- Interactive map of Acquate
- Country: Italy
- Region: Lombardy
- Province: Lecco
- Comune: Lecco
- Time zone: UTC+1 (CET)
- • Summer (DST): UTC+2 (CEST)

= Acquate =

Acquate (in Lecchese dialect Quàa) is a ward of Lecco, Italy, located north-east of the city centre. It is situated at the foot of the hill between the Bione and Caldone creeks.

==History==

The village of Acquate, consisting of an urban center and its church, is attested still in 1232 and was part of Lecco within the Duchy of Milan.

In Napoleonic era, in 1809, Acquate became a frazione of Lecco, taking again its autonomy with the constitution of the Kingdom of Lombardy–Venetia in 1815.

At the proclamation of the Kingdom of Italy in 1861, Acquate had 1,481 inhabitants, and 2,421 in 1921. It was downgraded and attached to Lecco in 1923.

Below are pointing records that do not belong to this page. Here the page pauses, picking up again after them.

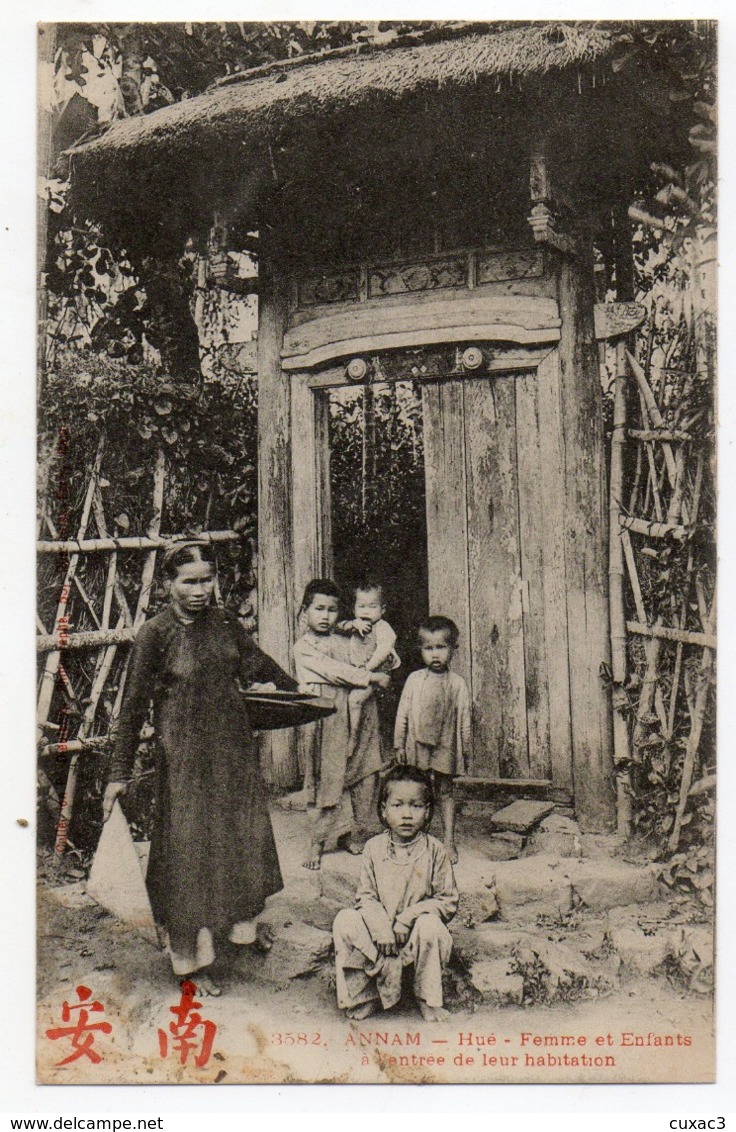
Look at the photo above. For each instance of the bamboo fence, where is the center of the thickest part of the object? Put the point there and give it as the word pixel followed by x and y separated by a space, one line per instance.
pixel 85 652
pixel 662 601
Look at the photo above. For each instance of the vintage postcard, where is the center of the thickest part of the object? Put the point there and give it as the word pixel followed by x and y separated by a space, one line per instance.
pixel 376 617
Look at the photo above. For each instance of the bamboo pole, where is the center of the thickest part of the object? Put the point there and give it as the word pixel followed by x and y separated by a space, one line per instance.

In Acquate is born sister Maria Ripamonti.

==Places of interest==

Many scenes of The Betrothed by Alessandro Manzoni are held in Acquate. The ward is considered to be the hometown of Renzo and Lucia, and there are still some buildings mentioned by Manzoni, such as the traditional house of Lucia (the presumed house is located in the Olate district).

== Feast ==

The Scigalott d'or (a Lecco dialect term meaning "golden cicada" in Italian) is the biannual fair of the district; it takes place in September the odd years and consists of organizing lot of activities and competitions between the six different districts that make up the ward.